Peace organisations PAX and Stop Wapenhandel and the Dutch Section of the International Commission of Jurists (NJCM) are investigating legal steps in relation to the delivery of Dutch patrol vessels to Libya. In 2016, one of those ships was used in a violent action against a boat carrying refugees, during which at least four people died.
In 2012 and 2013, Damen Shipyards, a Dutch shipbuilder, delivered eight patrol vessels to the Libyan navy. The Dutch government allowed these vessels to be transported without an arms trade license, because they supposedly did not have military characteristics. In 2014, Damen wanted to arm the ships nonetheless, but it did not obtain permission from the government to do so. This decision was in line with the UN arms embargo that has been in place for Libya since 2011 because of the ongoing civil war.

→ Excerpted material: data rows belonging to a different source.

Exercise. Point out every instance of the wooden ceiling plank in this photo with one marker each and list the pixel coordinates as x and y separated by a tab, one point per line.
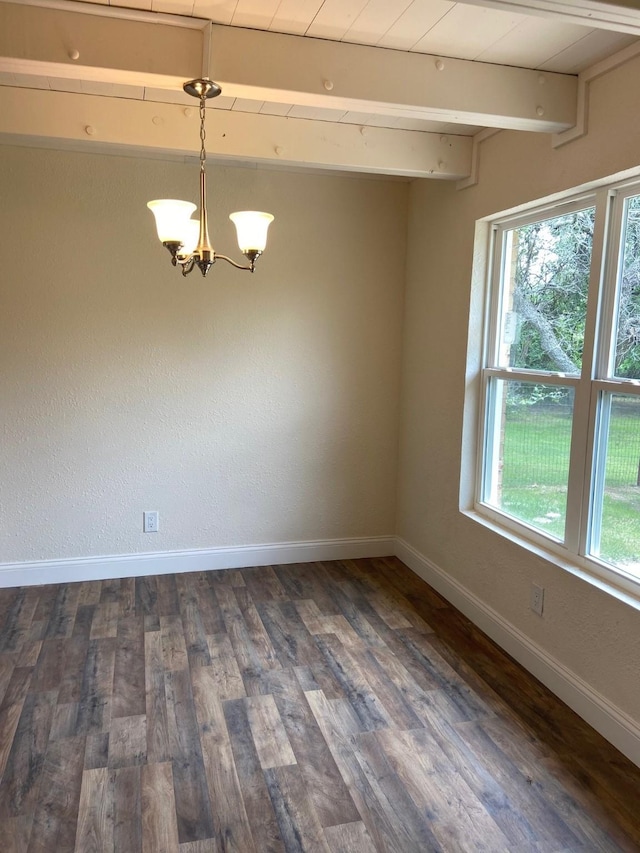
67	119
623	16
267	66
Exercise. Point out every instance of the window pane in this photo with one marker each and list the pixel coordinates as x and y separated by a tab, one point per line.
544	293
615	535
627	353
529	438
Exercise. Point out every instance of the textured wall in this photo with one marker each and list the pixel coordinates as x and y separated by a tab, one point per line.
595	635
245	409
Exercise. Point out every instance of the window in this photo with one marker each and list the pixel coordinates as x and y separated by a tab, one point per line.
560	434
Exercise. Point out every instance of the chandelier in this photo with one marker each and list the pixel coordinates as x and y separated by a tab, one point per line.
187	239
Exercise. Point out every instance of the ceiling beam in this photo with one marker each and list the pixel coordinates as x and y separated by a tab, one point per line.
622	16
287	69
100	46
63	119
312	72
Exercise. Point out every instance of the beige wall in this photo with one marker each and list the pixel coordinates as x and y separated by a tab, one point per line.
591	633
245	409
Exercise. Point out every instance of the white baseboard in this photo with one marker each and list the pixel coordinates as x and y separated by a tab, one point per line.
613	724
168	562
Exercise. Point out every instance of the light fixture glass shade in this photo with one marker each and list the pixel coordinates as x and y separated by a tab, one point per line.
251	226
172	218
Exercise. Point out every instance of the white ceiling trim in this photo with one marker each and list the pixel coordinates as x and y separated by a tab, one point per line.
63	118
272	67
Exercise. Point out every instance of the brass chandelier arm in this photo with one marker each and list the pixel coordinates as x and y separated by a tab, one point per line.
187	264
177	230
250	266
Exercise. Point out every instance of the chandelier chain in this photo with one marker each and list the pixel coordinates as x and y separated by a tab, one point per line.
203	135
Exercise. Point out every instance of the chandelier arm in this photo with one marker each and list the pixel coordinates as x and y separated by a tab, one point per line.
250	266
188	265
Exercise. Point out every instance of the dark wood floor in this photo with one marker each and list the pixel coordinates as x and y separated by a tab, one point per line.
339	707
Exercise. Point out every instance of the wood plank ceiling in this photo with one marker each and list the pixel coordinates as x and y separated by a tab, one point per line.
499	34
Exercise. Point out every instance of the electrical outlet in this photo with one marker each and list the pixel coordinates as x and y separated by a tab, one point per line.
537	598
150	522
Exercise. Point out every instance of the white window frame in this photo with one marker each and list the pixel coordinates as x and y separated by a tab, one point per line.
595	380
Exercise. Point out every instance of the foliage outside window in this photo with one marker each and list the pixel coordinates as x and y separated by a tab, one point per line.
560	431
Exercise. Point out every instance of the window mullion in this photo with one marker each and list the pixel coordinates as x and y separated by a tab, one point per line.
583	431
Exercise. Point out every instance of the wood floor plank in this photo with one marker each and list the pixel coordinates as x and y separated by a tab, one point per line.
155	699
263	584
335	706
298	822
127	597
232	832
7	665
174	647
147	602
56	814
16	832
89	594
326	788
96	753
435	786
210	612
96	691
20	784
63	613
192	803
339	725
264	826
128	741
167	592
289	636
48	670
371	713
194	632
127	810
158	808
128	677
224	668
349	838
269	734
19	616
10	712
105	619
95	813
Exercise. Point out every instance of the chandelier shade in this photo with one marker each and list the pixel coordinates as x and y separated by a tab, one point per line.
187	239
172	218
251	227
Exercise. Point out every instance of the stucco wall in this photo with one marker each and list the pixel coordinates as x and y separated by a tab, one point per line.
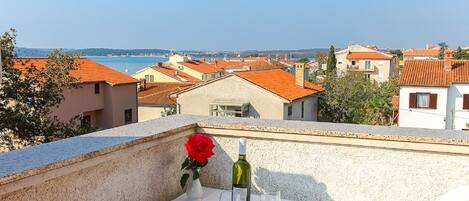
74	104
149	112
457	116
418	117
264	104
147	175
158	77
317	171
117	99
310	109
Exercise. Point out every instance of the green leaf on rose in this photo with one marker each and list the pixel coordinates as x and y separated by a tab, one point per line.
183	180
185	163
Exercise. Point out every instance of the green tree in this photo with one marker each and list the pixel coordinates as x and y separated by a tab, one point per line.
460	54
441	53
354	99
27	97
331	62
304	60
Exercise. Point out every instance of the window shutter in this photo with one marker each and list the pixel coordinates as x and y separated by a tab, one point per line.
412	100
465	102
433	100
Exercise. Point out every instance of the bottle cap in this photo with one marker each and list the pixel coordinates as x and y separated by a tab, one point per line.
242	146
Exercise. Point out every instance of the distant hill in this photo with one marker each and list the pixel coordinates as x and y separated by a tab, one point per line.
31	52
293	54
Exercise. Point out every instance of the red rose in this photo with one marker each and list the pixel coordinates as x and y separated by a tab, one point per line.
199	147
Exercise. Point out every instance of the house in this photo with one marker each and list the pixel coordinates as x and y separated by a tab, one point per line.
154	100
200	70
266	94
435	94
242	64
104	99
420	54
376	65
163	74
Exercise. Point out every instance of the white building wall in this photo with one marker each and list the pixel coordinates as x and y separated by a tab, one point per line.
149	112
455	107
422	118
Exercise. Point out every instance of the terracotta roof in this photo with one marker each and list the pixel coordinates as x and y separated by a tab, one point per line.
432	73
254	65
87	71
158	93
171	72
280	82
199	66
368	55
421	52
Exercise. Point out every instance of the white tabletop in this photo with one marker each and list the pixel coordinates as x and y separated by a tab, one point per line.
212	194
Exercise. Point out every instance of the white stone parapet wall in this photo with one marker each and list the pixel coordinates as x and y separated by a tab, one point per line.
304	160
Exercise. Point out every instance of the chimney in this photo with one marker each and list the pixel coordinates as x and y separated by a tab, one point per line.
300	74
447	60
143	85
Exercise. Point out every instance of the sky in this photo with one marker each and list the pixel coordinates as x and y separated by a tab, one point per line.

Video footage has now shown that at least one of the vessels delivered by Damen has been armed after all, and that this has been used with deadly consequences. The peace and human rights organisations are investigating what the responsibilities of the Dutch government and Damen are in this regard, and are considering a possible legal case.

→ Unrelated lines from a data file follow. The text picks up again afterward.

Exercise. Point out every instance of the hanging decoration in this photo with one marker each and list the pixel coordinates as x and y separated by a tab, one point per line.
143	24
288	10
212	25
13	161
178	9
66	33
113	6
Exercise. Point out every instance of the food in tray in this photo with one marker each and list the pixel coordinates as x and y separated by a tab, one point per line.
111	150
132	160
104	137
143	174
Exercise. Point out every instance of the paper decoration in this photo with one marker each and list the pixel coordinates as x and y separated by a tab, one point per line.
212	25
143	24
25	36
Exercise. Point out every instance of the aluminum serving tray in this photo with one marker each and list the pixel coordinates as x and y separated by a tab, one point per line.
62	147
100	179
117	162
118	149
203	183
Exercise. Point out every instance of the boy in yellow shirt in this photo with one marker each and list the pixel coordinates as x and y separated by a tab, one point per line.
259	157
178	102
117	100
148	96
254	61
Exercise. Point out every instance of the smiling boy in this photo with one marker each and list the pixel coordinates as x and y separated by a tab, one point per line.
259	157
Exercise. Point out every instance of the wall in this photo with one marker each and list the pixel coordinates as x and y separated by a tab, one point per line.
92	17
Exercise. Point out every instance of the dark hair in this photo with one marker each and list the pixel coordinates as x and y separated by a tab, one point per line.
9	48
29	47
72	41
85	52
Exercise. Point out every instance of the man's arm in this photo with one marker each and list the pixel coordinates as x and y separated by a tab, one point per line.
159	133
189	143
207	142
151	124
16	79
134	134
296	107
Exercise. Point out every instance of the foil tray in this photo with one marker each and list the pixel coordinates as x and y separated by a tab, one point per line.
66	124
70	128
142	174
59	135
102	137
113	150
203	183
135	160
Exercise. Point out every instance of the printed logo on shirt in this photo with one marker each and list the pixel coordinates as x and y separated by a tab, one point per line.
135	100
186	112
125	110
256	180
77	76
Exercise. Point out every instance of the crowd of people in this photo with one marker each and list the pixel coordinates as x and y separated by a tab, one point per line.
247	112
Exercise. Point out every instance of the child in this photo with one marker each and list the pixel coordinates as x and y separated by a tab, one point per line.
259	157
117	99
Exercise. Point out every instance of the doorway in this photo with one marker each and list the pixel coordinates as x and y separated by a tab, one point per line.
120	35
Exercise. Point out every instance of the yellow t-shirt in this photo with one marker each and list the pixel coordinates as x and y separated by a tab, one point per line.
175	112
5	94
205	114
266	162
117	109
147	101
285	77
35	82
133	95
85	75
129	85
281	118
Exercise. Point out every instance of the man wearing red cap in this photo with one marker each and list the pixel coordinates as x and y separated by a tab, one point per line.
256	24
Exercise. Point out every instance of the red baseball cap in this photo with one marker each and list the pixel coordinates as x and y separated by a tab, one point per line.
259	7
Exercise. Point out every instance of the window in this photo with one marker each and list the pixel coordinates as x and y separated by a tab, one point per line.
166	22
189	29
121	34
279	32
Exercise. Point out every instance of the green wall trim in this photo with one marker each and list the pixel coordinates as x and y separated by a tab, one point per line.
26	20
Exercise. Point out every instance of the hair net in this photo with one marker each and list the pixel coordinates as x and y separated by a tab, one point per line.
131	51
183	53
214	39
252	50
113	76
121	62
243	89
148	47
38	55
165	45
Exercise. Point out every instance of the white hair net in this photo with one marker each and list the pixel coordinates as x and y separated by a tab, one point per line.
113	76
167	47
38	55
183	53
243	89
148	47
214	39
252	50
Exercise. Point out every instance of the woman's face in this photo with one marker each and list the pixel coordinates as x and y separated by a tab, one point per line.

PAX, Stop Wapenhandel and the NJCM have instigated legal cases before about arms trade export to Egypt. The premise of these cases was the human rights procedure that the Dutch government has to follow when handing out licenses for arms trade exports. Back then, the organisations were of the opinion that the procedure in those instances had not been carried out up to standards. This is also doubted by the organisations in relation to the delivery to Libya.